Iowa grocers end bottle redemption as new bottle bill rules start

Illustration of a nickel with a beer bottle on the back instead of Monticello.

Illustration: Brendan Lynch/Axios

Iowa's new bottle bill rules took effect on Jan. 1 and changes are slowly rolling out in the state's can redemption industry.

Driving the news: Lawmakers overhauled the state's collection process last year, which required stores to collect empty cans and bottles and return customer deposits on them.

  • The new law allows grocery stores to retire their collection programs if a redemption center is within a 10- to 15- mile radius.
  • Handling fees paid by beverage distributors to redemption centers also increased from 1 to 3 cents per container.

What's happening: Some grocers, like Whole Foods in West Des Moines and Hy-Vee off Ankeny Boulevard, ended their redemption programs at the beginning of the year.

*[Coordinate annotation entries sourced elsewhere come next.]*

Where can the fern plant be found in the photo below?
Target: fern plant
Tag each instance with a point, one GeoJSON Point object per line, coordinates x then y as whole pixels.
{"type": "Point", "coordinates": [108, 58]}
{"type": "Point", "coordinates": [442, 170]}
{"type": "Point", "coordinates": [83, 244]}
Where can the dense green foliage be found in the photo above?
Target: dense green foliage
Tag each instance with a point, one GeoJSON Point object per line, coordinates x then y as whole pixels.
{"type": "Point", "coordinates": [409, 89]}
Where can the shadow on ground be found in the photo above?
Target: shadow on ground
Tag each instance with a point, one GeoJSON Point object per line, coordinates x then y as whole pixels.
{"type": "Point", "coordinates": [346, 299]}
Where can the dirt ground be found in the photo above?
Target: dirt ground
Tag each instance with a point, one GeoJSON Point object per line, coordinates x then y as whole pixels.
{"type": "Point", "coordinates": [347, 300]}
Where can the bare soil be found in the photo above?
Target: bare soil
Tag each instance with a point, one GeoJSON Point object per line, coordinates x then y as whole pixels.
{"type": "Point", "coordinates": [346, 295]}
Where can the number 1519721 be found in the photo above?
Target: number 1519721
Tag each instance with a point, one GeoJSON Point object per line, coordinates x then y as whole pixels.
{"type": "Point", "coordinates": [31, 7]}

  • Other major retailers Price Chopper are still accepting returns for the most part, but it's up in the air how long that will last.

Zoom in: The Iowa Department of Natural Resources is giving redemption centers until Jan. 31 to be approved under the new rules.

  • So far, the department has approved 56 centers.
  • Three have been approved in Polk County: The Metro Waste Authority sites in Des Moines and Grimes, and K & B Redemption Center in Des Moines.

What they're saying: The increased profit incentive for redemption centers will encourage more private entities to get involved and come up with new ways of recycling, said David Adelman, a lobbyist for the Iowa Wholesale Beer Distributors Association.

  • He pointed to Droppett, a Des Moines-based redemption site where people can leave their cans without waiting in line. It hasn't been approved yet by the Iowa DNR.

The other side: Grocery stores and shops are the most convenient way for people to return their recyclables, but more of them will likely stop accepting bottles, said Pam Mackey-Taylor of the Iowa chapter of the Sierra Club.

  • If a redemption center is 15 miles away, more Iowans won't likely return their cans and the nickel charge is "basically stolen from them," she said.